日本遺産のジャパンレッドを体感|備中吹屋・旧吹屋小学校の一般公開を開始

明治33(1900)年に東西校舎、同42(1909)年に本館が完成し、平成24(2012)年の閉校まで国内最古の現役木造として使用されていた、ベンガラと銅の町・備中吹屋にたたずむ旧吹屋小学校。平成15(2003)年には、明治時代後期を代表する擬洋風の学校建築として、岡山県の重要文化財に指定されている。

この貴重な文化財を後世に残すため、7年にわたって行われた保存修理工事が3月末に完了、いよいよ一般公開を開始した。

7年の時を越え、よみがえった旧吹屋小学校

7年の時を越えて、岡山県指定重要文化財である旧吹屋小学校がよみがえったことで、「日本遺産認定ジャパンレッド発祥の地-弁柄と銅の町・備中吹屋-」のストーリーに、ノスタルジックな1ページが加わった。

校舎内には、明治時代の懐かしい教室を再現したコーナーや、XR(クロスリアリティ)を使って日本遺産の魅力を体験できるコーナーなどが設置。

また、特殊メガネをかけると、3D映像などがメガネの視界の中に広がる。吉岡銅山跡の様子を再現したCG映像を360度見ることができるほか、仮想の鍵盤を弾くと百年オルガンの音色を奏でることもできる。

「ジャパンレッド」発祥の地|弁柄と銅の町・備中吹屋

標高約500mの高原上に忽然と出現する「赤い町並み」。令和2年6月19日に日本遺産の認定を受けた、かつて国内屈指の弁柄と銅生産で繁栄した鉱山町・吹屋である。

赤色顔料「弁柄」

吹屋で生産された赤色顔料の弁柄は全国に流通し、社寺などの建築や九谷焼・伊万里焼や輪島塗等、日本を代表する工芸品を鮮やかに彩り、日本のイメージカラーである「ジャパンレッド」を創出した。

赤く彩られた吹屋の町並み

富を得た当時の商人たちは赤い瓦と弁柄で彩色された格子で家々を飾った。今も残る町並みは、独特の景観を醸し出し、訪れる多くの人々を魅了している。
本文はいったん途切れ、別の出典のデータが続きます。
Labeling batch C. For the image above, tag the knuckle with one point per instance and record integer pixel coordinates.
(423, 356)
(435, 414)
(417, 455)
また周辺には、弁柄工場跡や銅山跡等も残り、「ジャパンレッド」を創出した往時の繁栄をしのばせている。    

古いけれど新しくて、どこか懐かしい。生まれ変わった旧吹屋小学校を訪れてみたい。

旧吹屋小学校
所在地:岡山県高梁市成羽町吹屋1290-1
開館日時:午前10時~午後4時(12月29日~1月3日を除く)
入館料:大人500円 ※XR体験料 1,000円
URL:https://fukiya-japan.red/fukiyaschool/

(suzuki)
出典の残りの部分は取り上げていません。